Vol. 20, No. 47
THE JOHNS HOPKINS MICROBIOLOGY NEWSLETTER
Tuesday, November 20, 2001
A. Provided by Karen Fujii,, Division of Outbreak Investigation, Maryland Department of Health and Mental Hygiene.
B. The Johns Hopkins Hospital, Department of Pathology. Information provided by Rob Law, M.D.
Case Description
A previously healthy 5 month old white female presented to the Pediatric Emergency department with a 4 day history of fever, cough, and clear rhinorrhea. On physical exam, the infant exhibited increased respiratory rate and retraction of the intercostal muscles. A chest radiograph displayed a bilateral interstitial infiltrate. A nasopharyngeal swab tested positive for Respiratory Syncytial Virus by direct immunofluorescence.
Respiratory Syncytial Virus
Introduction: Beginning in October and lasting through mid-spring is what is commonly known as RSV season. Belonging to the Paramyxoviridae, respiratory syncytial virus is an enveloped, spherical, negative-strand RNA virus measuring 120-300 nm.

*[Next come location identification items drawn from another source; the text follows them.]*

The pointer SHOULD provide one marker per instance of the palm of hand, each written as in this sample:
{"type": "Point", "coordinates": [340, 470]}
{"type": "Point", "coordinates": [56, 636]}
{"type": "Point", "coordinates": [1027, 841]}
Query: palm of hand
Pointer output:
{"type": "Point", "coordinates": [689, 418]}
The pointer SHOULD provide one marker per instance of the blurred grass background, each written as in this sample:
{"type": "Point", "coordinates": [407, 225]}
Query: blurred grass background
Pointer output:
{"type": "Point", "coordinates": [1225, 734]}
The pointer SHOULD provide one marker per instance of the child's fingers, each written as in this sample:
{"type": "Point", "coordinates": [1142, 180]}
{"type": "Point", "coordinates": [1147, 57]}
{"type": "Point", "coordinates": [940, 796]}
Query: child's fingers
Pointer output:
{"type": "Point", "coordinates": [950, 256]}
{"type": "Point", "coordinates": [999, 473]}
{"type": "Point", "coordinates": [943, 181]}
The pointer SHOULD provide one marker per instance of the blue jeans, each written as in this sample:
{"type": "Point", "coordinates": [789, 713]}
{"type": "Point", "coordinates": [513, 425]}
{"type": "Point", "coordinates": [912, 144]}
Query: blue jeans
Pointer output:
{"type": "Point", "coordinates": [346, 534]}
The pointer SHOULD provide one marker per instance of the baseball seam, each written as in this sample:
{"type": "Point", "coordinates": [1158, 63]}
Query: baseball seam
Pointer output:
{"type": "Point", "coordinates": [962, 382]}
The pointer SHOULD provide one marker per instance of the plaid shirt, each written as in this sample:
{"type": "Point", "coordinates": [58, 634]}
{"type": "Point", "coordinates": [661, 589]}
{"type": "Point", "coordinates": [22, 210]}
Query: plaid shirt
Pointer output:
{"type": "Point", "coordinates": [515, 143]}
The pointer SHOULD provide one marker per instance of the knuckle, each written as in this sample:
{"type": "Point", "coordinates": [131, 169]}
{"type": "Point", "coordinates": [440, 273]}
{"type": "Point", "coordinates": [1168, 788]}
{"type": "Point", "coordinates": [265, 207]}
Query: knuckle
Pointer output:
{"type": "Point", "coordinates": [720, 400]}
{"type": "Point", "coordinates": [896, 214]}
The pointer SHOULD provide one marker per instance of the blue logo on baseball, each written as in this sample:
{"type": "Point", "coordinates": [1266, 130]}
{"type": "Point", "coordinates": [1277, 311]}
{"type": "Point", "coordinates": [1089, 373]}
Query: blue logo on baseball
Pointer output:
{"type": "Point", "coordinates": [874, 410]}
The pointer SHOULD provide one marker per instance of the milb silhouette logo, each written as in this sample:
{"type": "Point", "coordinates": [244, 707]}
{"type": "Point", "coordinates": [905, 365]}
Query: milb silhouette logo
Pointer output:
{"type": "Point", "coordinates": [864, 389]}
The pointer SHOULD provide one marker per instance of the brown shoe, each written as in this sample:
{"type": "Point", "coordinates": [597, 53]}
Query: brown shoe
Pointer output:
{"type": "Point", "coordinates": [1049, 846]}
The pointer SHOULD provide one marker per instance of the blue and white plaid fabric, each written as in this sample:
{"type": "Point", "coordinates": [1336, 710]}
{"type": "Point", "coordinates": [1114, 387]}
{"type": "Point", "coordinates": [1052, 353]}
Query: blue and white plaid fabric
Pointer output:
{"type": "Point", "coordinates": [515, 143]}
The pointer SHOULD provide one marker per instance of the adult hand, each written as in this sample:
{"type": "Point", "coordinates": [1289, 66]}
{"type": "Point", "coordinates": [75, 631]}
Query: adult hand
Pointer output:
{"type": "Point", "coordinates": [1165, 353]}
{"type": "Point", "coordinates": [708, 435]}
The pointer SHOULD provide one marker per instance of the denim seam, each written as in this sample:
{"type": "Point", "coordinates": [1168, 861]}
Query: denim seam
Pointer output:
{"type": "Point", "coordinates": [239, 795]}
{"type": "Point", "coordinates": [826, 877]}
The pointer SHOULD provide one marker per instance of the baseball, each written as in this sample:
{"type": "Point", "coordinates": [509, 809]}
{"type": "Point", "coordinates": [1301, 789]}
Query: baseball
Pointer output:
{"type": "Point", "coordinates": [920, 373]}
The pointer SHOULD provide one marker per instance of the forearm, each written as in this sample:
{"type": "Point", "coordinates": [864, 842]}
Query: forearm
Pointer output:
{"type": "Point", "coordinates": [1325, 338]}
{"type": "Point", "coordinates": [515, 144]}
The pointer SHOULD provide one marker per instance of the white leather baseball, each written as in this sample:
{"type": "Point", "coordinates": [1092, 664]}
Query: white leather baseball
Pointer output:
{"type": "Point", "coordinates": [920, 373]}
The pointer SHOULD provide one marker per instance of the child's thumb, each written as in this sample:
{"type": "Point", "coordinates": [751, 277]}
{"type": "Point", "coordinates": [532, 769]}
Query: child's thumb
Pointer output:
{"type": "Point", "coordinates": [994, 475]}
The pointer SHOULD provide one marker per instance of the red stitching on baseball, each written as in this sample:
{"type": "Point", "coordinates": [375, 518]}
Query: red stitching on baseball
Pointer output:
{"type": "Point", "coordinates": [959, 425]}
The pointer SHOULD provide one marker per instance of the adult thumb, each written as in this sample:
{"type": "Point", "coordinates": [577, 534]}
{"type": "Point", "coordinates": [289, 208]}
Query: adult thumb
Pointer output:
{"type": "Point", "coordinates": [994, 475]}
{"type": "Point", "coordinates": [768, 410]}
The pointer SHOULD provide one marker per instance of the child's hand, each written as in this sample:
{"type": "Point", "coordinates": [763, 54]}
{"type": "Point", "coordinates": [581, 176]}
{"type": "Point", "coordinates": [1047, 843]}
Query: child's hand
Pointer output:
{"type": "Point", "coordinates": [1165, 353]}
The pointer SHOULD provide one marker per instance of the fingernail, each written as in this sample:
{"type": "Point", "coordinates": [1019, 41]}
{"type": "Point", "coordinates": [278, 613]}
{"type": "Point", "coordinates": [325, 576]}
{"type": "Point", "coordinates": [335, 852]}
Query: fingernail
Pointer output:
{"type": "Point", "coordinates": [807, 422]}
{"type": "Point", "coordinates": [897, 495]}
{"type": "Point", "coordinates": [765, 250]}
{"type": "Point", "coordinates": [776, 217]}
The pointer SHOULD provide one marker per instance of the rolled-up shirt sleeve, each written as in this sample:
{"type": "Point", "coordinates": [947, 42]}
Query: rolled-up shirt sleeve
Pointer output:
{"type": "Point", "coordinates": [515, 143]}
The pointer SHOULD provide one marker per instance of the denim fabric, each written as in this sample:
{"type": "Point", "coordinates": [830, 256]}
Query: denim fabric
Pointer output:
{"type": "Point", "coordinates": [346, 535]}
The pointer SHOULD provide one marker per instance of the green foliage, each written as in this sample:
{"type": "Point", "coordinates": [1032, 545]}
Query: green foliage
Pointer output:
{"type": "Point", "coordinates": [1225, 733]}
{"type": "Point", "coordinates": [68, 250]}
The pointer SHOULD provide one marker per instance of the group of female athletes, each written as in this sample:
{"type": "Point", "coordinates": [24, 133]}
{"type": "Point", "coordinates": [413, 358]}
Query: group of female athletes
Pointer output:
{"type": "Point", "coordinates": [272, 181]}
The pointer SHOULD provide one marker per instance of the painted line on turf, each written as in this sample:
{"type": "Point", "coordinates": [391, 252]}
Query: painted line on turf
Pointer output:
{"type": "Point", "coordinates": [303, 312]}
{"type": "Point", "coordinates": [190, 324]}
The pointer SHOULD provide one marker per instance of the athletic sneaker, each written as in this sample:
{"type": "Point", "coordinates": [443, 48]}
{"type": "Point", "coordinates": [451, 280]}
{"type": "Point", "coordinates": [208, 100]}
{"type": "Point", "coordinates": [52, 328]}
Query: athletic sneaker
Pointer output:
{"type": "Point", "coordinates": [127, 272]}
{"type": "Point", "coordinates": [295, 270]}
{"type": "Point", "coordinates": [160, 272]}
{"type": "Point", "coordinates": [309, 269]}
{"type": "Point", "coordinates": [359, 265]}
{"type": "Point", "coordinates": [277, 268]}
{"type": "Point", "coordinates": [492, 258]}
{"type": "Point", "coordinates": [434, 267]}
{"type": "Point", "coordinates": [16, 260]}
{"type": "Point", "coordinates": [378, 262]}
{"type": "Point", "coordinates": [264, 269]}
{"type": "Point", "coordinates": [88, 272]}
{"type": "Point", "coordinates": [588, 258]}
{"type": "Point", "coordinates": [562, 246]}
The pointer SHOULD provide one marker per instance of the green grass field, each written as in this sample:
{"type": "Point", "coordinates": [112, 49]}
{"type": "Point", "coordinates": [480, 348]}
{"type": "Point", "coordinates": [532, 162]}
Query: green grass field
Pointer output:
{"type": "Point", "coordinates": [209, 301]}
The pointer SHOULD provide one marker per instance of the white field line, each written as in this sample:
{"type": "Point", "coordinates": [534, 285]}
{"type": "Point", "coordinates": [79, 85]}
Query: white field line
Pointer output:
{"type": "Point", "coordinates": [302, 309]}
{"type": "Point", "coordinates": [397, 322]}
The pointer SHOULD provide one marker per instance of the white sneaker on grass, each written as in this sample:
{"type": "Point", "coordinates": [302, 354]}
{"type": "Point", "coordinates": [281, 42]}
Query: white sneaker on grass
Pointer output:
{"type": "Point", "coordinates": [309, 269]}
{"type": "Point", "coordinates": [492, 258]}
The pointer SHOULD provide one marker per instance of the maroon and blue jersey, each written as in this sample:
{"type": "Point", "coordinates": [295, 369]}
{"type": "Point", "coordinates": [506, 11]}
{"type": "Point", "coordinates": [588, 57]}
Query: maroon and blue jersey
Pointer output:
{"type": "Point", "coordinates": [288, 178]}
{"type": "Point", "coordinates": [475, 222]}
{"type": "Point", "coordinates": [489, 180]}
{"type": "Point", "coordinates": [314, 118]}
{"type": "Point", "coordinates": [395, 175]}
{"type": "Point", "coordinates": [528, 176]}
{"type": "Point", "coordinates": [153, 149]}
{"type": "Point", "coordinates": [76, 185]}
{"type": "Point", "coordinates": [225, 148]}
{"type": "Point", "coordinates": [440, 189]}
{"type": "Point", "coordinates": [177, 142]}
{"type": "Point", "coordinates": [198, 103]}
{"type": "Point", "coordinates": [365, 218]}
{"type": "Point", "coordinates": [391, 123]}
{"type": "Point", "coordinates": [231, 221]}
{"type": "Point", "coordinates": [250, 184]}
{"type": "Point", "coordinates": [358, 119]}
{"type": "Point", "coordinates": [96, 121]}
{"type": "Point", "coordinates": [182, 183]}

Clinical features. The clinical manifestations of RSV include rhinitis, bronchiolitis, tracheobronchitis, and pneumonia. Causing seasonal epidemics, RSV is the major cause of lower respiratory tract illness in infants and young children. Most children recover in 8-15 days. In children with underlying complications such as congenital heart disease, bronchopulmonary dysplasia, and immunodeficiency, RSV may cause severe, life-threatening infection. Hospitalization is required in 0.5-2% of patients. Infectious respiratory droplets spread the virus, and many individuals have already experienced infection by RSV before the first few years of life. Pediatric wards may be a source of nosocomial spread of RSV.
Diagnosis. A direct immunofluorescence test for RSV antigen is available, and is reported to be 90% sensitive as compared to culture. RSV antigen may appear in the cytoplasm of cells within 8 hours of infection. Viral culture is performed in conjunction with the antigen test. The only acceptable specimen is a nasopharyngeal aspirate collected in viral transport media.
Management. In the management of severely affected infants, supportive care is critical. Studies examining the effect of steroids in the acute and convalescent stages have not shown any benefit. Ribavirin aerosol may be used in the treatment of some patients with severe disease. Some investigators have used a combination of immune globulin intravenous (IVIG) with high titers of neutralizing RSV antibody (RSV-IVIG) and ribavirin to treat patients with compromised immune systems. No vaccine is currently available. Prophylactic RSV-IVIG may be given to susceptible infants during RSV season.
Figure 1. Structure of human pneumoviruses such as RSV
References:
1. CDC website for respiratory viruses: www.cdc.gov/ncidod/dvrd/revb/respiratory/rsvfeat.htm
2. Harper, MB: Pediatric infectious disease emergencies. Curr Opin Pediatr. 1995; 7(3):302-8.
3. La Via, WV, Grant SW et al: Clinical profile of pediatric patients hospitalized with respiratory syncytial virus infection. Clin Pediatr. 1993; 32(8): 450-4
4. Mandell, Douglas, and Bennet: Principles and Practice of Infectious diseases. Fourth edition, 1995 Churchill Livingstone New York, pp1501-18.